The depth of your valley gets decided before you ever feel it, by who you pick to cross it with you. So ask any firm you're evaluating one question: what happens a month after go-live? The ones who only have an answer for launch day are telling you where they'll be when the floor drops out.
The same valley can be two different trips
You're going through it either way. There's no path around, same as there's no way to get good at anything without being bad at it first. But not every valley is the same size.
A good one is shallow and narrow. You're a little lower for a cycle, and then you're climbing back out. A bad one is a canyon, where the floor falls away and you can't see the other side.
How deep your valley gets, and whether you're stuck alone at the bottom, comes down to three things a partner does. Two of them set the shape. The third decides who's in it with you.
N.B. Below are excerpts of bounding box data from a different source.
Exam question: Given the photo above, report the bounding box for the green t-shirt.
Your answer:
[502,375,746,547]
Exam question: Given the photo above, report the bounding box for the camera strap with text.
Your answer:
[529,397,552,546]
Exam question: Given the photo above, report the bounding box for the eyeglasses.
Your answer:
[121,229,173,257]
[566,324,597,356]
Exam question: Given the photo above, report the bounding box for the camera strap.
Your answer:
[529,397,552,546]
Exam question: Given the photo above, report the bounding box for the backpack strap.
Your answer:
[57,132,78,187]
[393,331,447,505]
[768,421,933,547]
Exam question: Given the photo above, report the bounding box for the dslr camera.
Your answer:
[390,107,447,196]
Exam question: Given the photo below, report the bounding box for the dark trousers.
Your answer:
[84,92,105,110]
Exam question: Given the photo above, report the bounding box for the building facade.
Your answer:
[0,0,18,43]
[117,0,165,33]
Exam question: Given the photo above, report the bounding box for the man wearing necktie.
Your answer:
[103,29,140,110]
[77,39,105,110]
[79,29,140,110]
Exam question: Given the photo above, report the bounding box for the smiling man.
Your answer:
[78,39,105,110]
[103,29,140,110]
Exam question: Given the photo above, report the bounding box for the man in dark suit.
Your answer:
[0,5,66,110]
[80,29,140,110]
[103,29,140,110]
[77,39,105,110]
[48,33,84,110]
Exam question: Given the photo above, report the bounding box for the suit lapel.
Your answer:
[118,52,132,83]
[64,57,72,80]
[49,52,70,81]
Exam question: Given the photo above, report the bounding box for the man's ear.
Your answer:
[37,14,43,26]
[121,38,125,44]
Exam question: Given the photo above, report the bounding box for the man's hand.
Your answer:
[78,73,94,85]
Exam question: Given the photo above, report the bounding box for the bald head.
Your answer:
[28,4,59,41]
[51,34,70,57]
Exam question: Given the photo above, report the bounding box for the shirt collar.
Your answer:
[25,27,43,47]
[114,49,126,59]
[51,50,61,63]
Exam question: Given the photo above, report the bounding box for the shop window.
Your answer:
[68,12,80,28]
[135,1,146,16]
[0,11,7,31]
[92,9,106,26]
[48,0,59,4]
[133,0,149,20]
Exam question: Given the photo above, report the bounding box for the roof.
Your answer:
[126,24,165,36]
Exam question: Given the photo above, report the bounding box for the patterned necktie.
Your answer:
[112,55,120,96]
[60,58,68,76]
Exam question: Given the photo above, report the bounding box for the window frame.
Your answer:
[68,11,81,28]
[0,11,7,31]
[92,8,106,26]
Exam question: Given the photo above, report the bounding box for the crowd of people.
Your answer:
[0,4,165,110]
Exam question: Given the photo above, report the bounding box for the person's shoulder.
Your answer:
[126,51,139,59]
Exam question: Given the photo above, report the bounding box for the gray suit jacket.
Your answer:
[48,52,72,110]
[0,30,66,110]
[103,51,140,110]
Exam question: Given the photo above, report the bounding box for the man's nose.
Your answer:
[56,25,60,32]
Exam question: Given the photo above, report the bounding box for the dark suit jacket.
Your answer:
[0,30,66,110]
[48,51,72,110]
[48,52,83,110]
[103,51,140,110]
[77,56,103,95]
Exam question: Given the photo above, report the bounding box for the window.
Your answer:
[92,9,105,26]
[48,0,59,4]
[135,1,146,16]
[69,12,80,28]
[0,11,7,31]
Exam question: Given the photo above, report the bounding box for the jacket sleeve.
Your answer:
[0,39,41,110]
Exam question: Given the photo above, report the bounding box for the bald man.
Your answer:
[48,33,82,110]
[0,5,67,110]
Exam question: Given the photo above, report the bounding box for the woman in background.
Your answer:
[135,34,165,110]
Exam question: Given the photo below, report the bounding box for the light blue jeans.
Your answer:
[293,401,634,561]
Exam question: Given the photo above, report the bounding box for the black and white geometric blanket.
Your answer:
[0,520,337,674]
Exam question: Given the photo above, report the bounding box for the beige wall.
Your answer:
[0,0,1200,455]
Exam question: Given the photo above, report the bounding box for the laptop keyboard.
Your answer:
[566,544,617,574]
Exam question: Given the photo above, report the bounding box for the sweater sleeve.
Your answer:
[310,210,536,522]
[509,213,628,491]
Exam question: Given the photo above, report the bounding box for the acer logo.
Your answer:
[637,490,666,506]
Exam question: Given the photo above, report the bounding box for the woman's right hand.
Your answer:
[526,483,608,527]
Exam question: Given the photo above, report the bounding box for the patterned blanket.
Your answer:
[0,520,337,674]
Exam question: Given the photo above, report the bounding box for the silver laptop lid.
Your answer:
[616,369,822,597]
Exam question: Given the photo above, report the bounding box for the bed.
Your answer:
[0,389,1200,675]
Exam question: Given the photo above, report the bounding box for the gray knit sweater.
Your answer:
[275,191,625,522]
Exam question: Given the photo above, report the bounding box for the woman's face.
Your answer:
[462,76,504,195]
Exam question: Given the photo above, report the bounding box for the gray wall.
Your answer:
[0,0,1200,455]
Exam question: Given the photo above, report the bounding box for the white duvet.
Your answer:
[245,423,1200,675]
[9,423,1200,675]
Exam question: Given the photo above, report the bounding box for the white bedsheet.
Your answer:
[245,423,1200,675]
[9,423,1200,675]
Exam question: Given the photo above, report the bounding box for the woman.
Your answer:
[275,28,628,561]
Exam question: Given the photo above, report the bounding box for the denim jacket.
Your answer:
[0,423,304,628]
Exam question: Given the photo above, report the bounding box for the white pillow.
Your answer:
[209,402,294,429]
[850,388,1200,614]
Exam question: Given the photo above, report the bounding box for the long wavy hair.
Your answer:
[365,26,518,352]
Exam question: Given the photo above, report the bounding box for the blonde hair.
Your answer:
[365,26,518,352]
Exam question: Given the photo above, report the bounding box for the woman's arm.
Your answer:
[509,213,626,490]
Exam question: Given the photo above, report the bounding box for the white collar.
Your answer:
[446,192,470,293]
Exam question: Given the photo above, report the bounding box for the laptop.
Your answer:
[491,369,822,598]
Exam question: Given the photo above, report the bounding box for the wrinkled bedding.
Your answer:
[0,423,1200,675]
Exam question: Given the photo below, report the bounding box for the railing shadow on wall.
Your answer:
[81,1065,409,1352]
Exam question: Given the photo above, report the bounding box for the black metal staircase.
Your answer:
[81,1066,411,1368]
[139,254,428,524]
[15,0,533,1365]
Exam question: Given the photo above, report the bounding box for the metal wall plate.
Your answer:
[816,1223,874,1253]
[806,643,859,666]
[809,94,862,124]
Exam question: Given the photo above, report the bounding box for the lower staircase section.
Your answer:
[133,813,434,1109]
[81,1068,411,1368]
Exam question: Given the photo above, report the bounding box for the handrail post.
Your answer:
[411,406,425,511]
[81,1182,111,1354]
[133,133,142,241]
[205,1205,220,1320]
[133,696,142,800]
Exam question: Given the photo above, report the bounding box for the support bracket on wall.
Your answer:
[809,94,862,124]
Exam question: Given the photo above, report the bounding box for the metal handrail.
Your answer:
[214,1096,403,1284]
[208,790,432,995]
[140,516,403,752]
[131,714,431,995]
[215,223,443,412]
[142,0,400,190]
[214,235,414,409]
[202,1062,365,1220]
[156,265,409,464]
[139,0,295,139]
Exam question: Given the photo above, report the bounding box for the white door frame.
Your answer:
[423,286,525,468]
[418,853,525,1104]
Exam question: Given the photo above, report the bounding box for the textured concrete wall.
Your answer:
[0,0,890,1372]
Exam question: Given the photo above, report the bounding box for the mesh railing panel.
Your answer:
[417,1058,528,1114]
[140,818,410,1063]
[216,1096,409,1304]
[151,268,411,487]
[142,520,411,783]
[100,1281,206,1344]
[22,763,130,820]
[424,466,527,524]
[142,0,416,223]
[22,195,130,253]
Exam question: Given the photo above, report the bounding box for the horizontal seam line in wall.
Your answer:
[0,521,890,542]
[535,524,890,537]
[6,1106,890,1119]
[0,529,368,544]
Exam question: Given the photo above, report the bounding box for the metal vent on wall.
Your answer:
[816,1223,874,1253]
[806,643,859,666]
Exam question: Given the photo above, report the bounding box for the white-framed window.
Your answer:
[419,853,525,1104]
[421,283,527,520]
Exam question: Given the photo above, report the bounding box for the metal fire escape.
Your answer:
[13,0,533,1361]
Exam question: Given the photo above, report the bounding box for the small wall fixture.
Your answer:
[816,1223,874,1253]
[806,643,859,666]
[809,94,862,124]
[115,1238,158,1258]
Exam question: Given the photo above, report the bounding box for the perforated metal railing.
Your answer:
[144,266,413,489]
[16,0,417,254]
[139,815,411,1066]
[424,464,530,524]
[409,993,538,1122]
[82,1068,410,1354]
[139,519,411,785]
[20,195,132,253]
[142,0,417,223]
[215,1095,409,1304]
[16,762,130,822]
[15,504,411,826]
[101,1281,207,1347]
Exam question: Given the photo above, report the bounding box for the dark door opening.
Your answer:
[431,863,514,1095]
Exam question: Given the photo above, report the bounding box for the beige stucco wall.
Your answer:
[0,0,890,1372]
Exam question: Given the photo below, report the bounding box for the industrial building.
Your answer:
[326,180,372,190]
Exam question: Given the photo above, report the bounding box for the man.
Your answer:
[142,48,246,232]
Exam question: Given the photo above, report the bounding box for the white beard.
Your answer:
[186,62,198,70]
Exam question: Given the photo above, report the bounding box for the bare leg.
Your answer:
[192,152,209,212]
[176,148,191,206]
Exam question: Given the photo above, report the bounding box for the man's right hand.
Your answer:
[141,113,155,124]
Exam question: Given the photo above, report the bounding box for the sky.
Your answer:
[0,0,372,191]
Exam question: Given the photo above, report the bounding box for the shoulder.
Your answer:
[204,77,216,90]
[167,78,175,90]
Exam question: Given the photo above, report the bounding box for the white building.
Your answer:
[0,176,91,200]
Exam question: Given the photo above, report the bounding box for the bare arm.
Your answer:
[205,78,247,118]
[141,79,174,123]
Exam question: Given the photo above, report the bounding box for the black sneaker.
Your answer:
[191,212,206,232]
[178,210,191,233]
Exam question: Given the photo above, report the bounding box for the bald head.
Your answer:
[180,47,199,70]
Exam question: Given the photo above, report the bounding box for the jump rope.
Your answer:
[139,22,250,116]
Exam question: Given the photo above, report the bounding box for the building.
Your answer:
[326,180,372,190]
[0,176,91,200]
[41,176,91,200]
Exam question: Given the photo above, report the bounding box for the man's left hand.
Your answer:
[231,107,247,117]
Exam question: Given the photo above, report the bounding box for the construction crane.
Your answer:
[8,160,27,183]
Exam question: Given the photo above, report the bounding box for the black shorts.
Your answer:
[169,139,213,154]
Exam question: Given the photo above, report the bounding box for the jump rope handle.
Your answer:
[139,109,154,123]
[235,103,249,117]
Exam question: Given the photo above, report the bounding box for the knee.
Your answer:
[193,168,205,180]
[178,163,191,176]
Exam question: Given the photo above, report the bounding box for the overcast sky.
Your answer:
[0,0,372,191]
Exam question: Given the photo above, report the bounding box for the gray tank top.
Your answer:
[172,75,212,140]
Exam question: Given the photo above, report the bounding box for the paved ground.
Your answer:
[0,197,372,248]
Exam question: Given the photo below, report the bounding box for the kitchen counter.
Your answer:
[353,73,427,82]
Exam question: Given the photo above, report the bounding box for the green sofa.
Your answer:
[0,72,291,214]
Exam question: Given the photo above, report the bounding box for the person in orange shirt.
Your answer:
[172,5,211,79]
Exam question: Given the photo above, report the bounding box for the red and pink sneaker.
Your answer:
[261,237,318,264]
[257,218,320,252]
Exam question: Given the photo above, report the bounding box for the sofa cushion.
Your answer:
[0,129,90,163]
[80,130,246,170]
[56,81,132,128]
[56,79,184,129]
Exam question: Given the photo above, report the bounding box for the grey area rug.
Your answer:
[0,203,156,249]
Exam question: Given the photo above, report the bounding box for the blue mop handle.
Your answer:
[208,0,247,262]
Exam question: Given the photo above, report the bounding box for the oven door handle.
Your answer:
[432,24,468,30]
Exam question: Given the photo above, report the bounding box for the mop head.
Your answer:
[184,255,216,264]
Design. The less your team has to relearn, and the fewer ways there are to screw it up, the shallower the valley. Good design routes the work down a handful of clean paths and rips out the one-off processes that collect in every old system like cobwebs. When there's one obvious way to do something instead of nine you inherited, people get their footing back faster.
Training. By go-live your team should be performing, not rehearsing for the first time. You put them in a sandbox first and make them work through the real steps by hand, with no live customers, no real money, and no one's job riding on it. The reps they get there are what keep them steady once they're doing it for real under pressure.
Enablement. This is the guide who walks you through the valley and away from despair. We stay after launch instead of packing up. We sit with your team, catch every "this doesn't work how we thought it would," and drop each one into one of two piles. One pile hurts because it's new, and it gets better on its own once people get used to it. The other pile hurts because we built it wrong, and that's a bug we go fix. We've had users call us on day one screaming "everything is broken!" only to get on a Zoom with them and resolve their issue with a single click. Sorting real issues from "everything is new and different!" panic is most of the job at go-live.
Running two systems at once
You almost never move a whole operation over in a single night. The clean break is often for new work. Anything already in motion completes in the old way. So for a while (sometimes months), you're on both at once. Old projects wrap up the old way, new ones start the new way, and everybody in the middle is working in both worlds at the same time. This is temporary. The last old project finishes, the old system goes quiet, and the team gets to live in one place again.
It's fine if you're mad at us
We tell every client this straight, before we start: for a while the job is going to feel harder, and you and your team are going to be mad at the people who did this to you. Good. That anger is the fuel the whole thing runs on. Every complaint that comes out of it is a piece we can sort. When your controller corners you sure we broke something, that's the work happening out loud. Bring it to us and we'll tell you which pile it lands in, and whether it heals with reps or gets a fix.
It helps to make it smaller in your head, too. Nobody's launching a rocket here. Whatever breaks on day one, everyone's still breathing at the end of it. It's fine to hit something that doesn't work, or do it wrong, or not have it figured out yet. That's what the first few weeks are for.
Final thoughts
The valley is what you pay for the view. You don't get to skip it, and anyone who tells you otherwise is lying. The only things you get a say in are how rough it gets and who's down there with you.
Getting you live is the easy part. The partner worth having is the one still standing next to you at the bottom, helping you climb the other side. Get the plan, the prep, and the people right, and it stays a valley. You can leave the despair out of it.